Thanks Hang and Lincoln for the good point.

'source.predicate-pushdown.enabled’ is great to me. I have changed the proposal 
document.

Do we need to maintain consistency in hyphen-separated naming style between 
'source.predicate-pushdown-enabled' and 
'table.optimizer.source.predicate-pushdown-enabled'?

Best,
Jiabao


> 2023年10月25日 20:14,Hang Ruan <ruanhang1...@gmail.com> 写道:
> 
> Hi, all,
> 
> Thanks for the lively discussion.
> 
> I agree with Jiabao.
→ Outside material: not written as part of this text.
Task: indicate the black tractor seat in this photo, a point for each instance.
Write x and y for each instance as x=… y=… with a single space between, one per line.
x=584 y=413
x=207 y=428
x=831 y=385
I think enabling "scan.filter-push-down.enabled"
> relies on enabling "table.optimizer.source.predicate-pushdown-enabled".
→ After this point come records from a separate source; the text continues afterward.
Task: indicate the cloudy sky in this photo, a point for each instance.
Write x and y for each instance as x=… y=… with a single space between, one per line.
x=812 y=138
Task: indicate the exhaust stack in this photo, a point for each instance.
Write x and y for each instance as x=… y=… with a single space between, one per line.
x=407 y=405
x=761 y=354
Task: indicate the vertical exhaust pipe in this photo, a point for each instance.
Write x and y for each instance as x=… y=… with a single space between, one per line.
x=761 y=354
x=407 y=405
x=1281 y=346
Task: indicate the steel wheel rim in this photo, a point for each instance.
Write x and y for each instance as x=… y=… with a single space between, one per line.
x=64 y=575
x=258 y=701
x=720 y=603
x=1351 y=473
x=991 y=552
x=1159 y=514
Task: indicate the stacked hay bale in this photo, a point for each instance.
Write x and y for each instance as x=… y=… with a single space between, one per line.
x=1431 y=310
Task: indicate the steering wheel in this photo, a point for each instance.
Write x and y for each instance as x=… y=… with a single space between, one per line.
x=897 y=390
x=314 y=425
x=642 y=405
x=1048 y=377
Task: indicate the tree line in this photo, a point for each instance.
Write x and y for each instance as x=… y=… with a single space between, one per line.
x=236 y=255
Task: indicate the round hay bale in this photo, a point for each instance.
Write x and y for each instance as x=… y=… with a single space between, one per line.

> It is a little strange that the planner still needs to push down the
> filters when we set "scan.filter-push-down.enabled=false" and
> "table.optimizer.source.predicate-pushdown-enabled=true".
> Maybe we need to add some checks to warn the users when setting
> "scan.filter-push-down.enabled=true" and
> "table.optimizer.source.predicate-pushdown-enabled=false".
> 
> Besides that, I am +1 for renaming 'scan.filter-push-down.enabled' to
> 'source.predicate-pushdown.enabled'.
> 
> Best,
> Hang
> 
> Jiabao Sun <jiabao....@xtransfer.cn.invalid> 于2023年10月25日周三 18:23写道:
> 
>> Thanks Benchao for the feedback.
>> 
>> I understand that the configuration of global parallelism and task
>> parallelism is at different granularities but with the same configuration.
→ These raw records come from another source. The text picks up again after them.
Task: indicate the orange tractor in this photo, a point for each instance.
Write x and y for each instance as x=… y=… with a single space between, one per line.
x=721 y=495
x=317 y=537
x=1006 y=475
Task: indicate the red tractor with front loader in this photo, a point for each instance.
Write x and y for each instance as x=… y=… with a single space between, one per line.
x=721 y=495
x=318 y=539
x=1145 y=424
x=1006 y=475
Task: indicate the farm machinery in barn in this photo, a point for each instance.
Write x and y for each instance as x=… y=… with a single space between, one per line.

>> However, "table.optimizer.source.predicate-pushdown-enabled" and
>> "scan.filter-push-down.enabled" are configurations for different
>> components(optimizer and source operator).
>> 
>> From a user's perspective, there are two scenarios:
>> 
>> 1. Disabling all filter pushdown
>> In this case, setting "table.optimizer.source.predicate-pushdown-enabled"
>> to false is sufficient to meet the requirement.
>> 
>> 2. Disabling filter pushdown for specific sources
>> In this scenario, there is no need to adjust the value of
>> "table.optimizer.source.predicate-pushdown-enabled".
>> Instead, the focus should be on the configuration of
>> "scan.filter-push-down.enabled" to meet the requirement.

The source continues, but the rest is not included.